|Denis Smyth as Conchubar in On Baile's Strand, Lyric Theatre archives, NUI Galway|
As mentioned in a previous post, Mary O’Malley was greatly influenced by the drama of W.B. Yeats, and indeed modelled the Lyric on Dublin’s Abbey Theatre. Her interest was sparked from a young age, when she saw Yeats in the flesh at the Abbey, having been brought by her brother Gerald.
When she established regular productions from her home in the late 1950s, she took this as an opportunity to explore Yeats’ plays. The Lyric would go on to produce all of Yeats’ plays in the following years. These were often amongst their least popular productions – Yeats’ drama being not nearly as acclaimed as his poetry - but O’Malley steadfastly persevered in her vision. In 1961 the Lyric Theatre was invited to perform several Yeats plays at the first international Yeats Summer School in Sligo, and returned there for several years afterward. The company also travelled to Dublin with these rarely performed dramas.
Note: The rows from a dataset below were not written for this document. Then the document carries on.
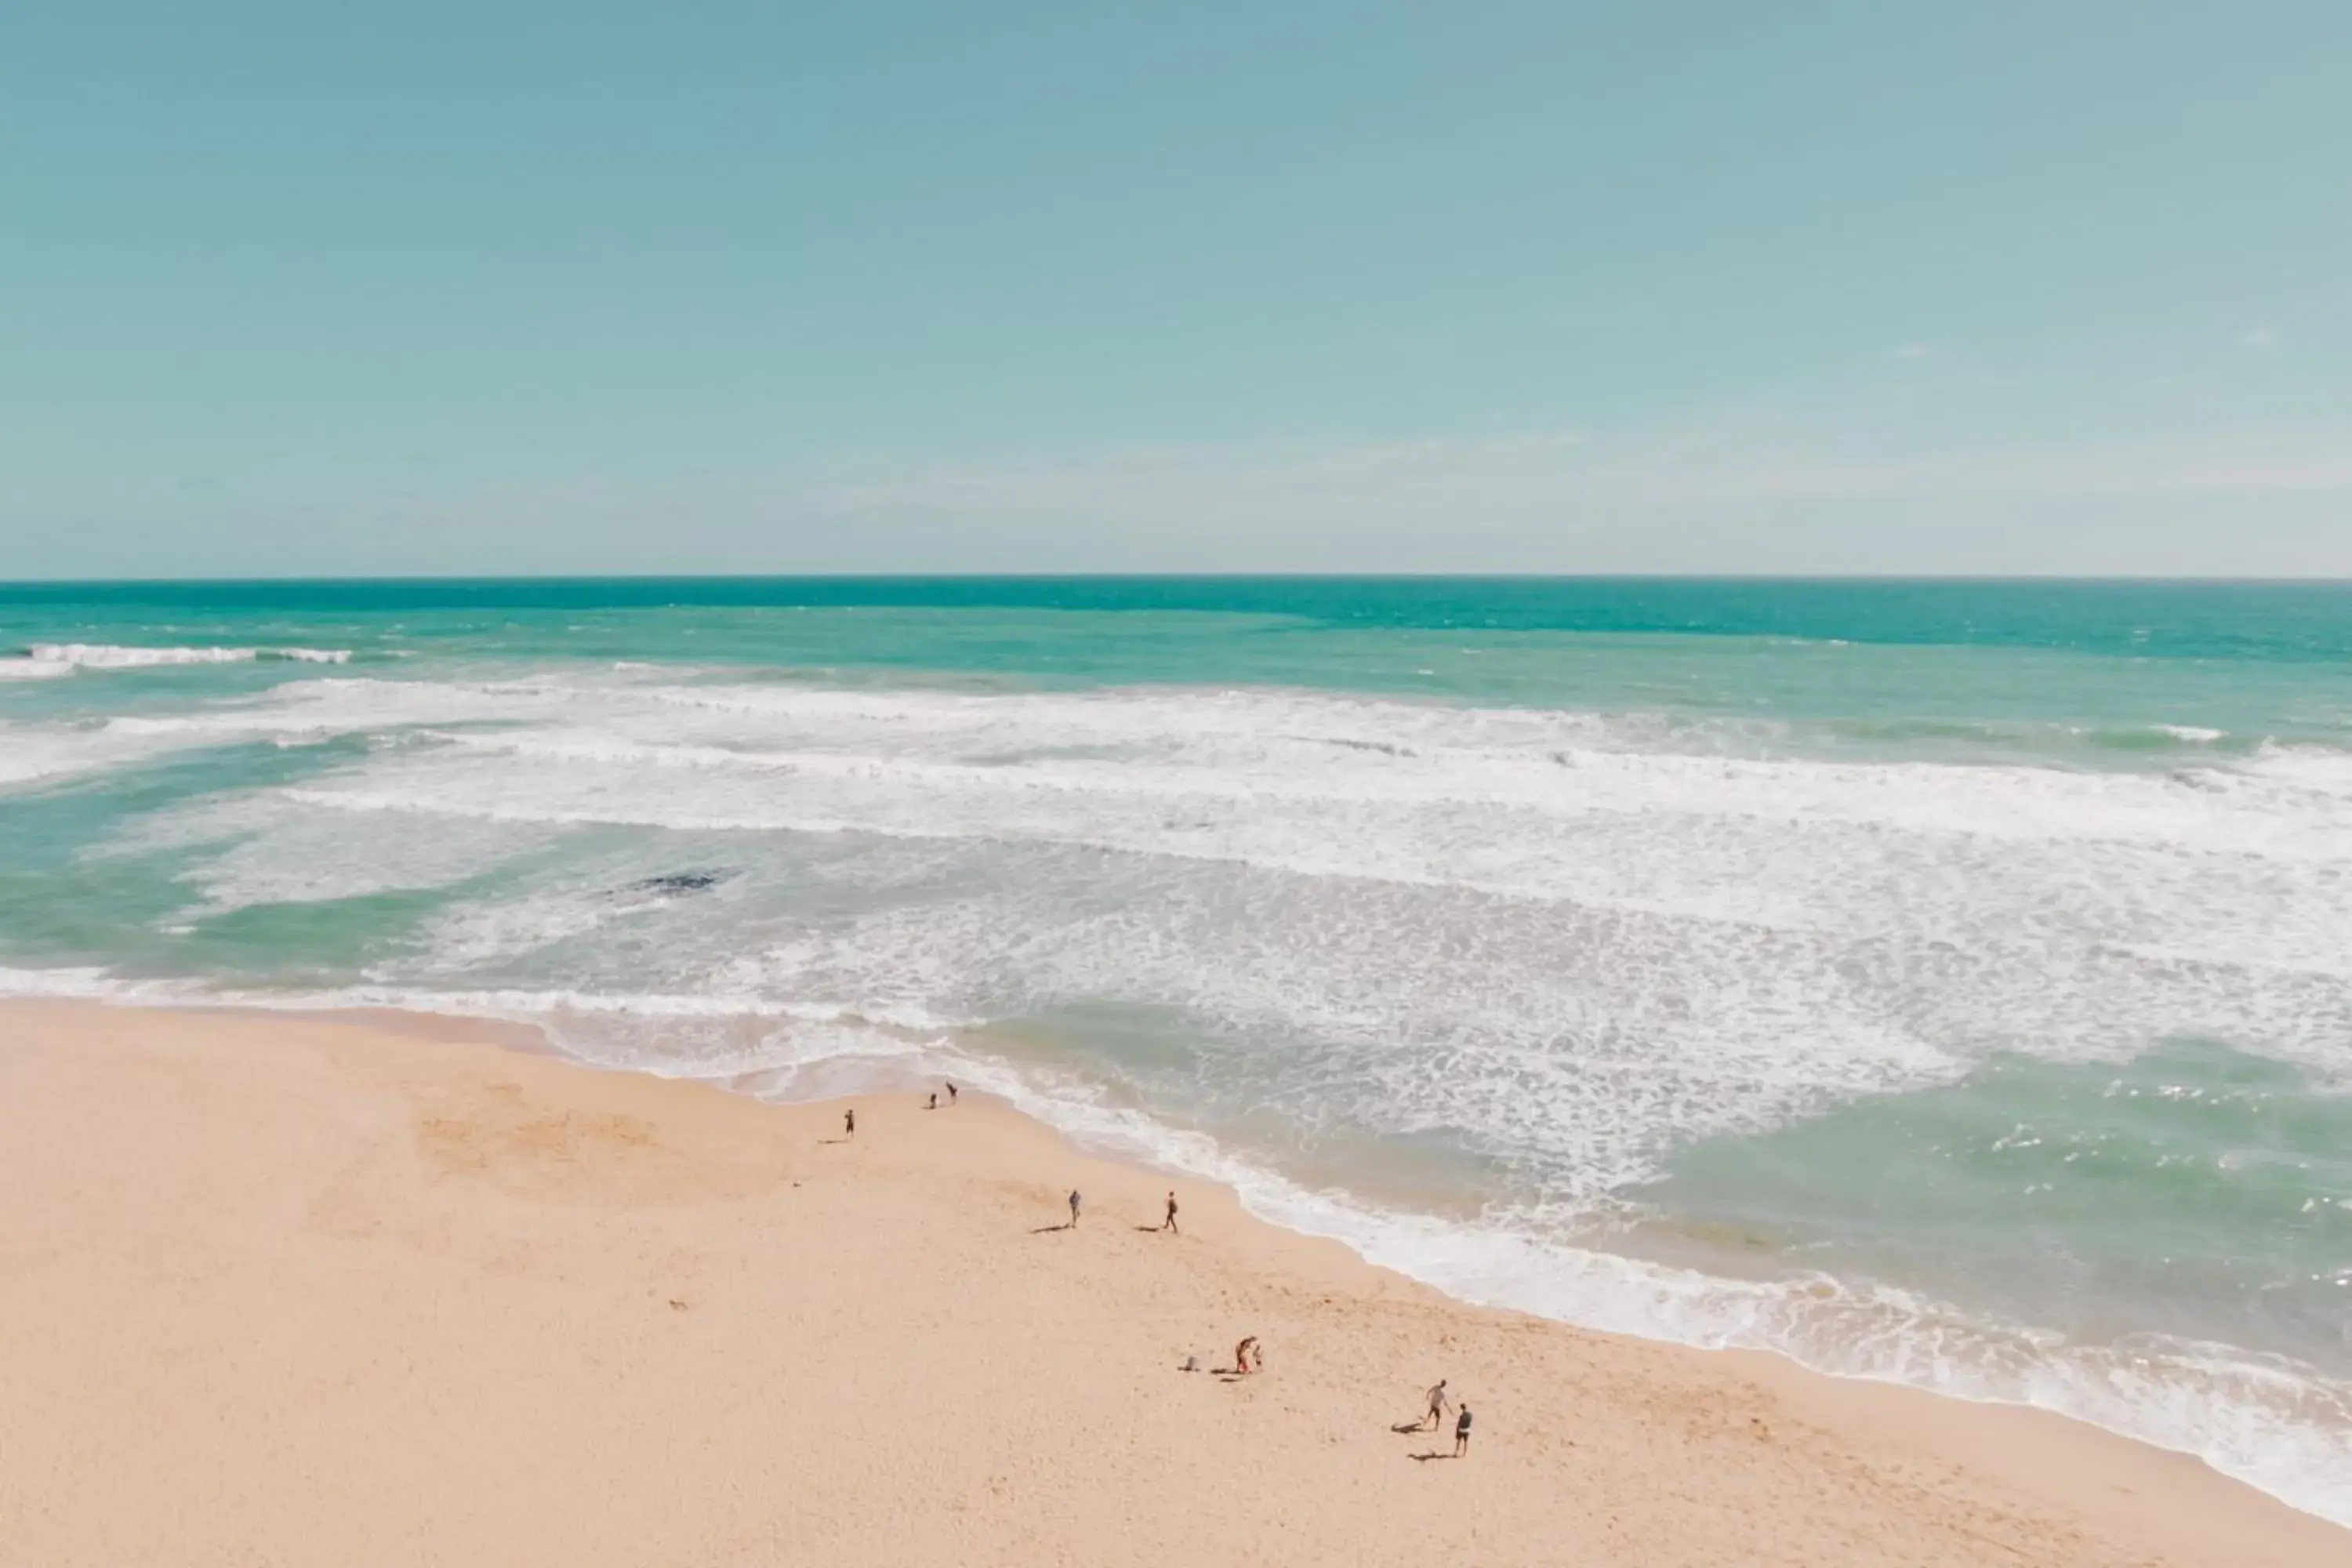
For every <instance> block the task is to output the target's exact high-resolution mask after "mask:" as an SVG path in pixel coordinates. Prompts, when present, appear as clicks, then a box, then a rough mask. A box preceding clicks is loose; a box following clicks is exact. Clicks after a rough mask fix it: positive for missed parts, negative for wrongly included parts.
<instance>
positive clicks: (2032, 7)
mask: <svg viewBox="0 0 2352 1568" xmlns="http://www.w3.org/2000/svg"><path fill="white" fill-rule="evenodd" d="M329 9H332V12H334V14H329ZM367 12H374V14H367ZM1931 12H1936V14H1931ZM2347 148H2352V7H2331V5H2296V7H2272V5H2230V7H2225V5H1955V7H1910V5H1778V7H1759V5H1649V7H1632V5H1625V7H1609V12H1606V14H1604V12H1602V9H1599V7H1564V5H1446V7H1437V5H1425V7H1376V5H1195V7H1103V5H1068V7H1040V5H997V7H971V5H870V7H807V5H804V7H788V5H677V7H647V5H607V2H604V0H569V2H564V5H463V7H459V5H402V7H318V5H278V7H268V5H238V2H223V5H202V7H195V5H106V2H103V0H92V2H85V5H45V2H38V0H28V2H24V5H14V7H5V9H0V578H7V576H125V574H139V576H148V574H334V571H350V574H374V571H807V569H901V571H974V569H978V571H985V569H1195V571H1218V569H1232V571H1247V569H1423V571H1442V569H1461V571H1628V569H1637V571H1642V569H1646V571H2183V574H2227V571H2249V574H2336V576H2352V176H2347V174H2345V158H2347Z"/></svg>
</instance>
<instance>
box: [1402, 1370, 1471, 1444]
mask: <svg viewBox="0 0 2352 1568" xmlns="http://www.w3.org/2000/svg"><path fill="white" fill-rule="evenodd" d="M1428 1401H1430V1408H1428V1413H1425V1415H1423V1418H1421V1420H1416V1422H1414V1425H1411V1427H1402V1429H1404V1432H1437V1429H1439V1427H1442V1425H1444V1420H1446V1410H1449V1408H1451V1410H1454V1458H1456V1460H1458V1458H1463V1455H1465V1453H1470V1406H1468V1403H1456V1401H1454V1396H1451V1394H1446V1380H1444V1378H1439V1380H1437V1382H1435V1385H1430V1394H1428Z"/></svg>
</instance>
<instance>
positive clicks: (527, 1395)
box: [0, 1004, 2352, 1568]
|Mary O'Malley at Yeats' grave, Sligo (1961)|
Mary O’Malley gained recognition as an interpreter of, and indeed expert on, Yeats’ dramatic work. The archives here in NUI Galway contain letters from Yeats devotees and students from as far afield as Zambia, seeking her advice and guidance on the topic.
These, along with costume and set designs, annotated scripts, and O'Malley's own production notes, will prove an invaluable resource for students of theatre and of W.B. Yeats.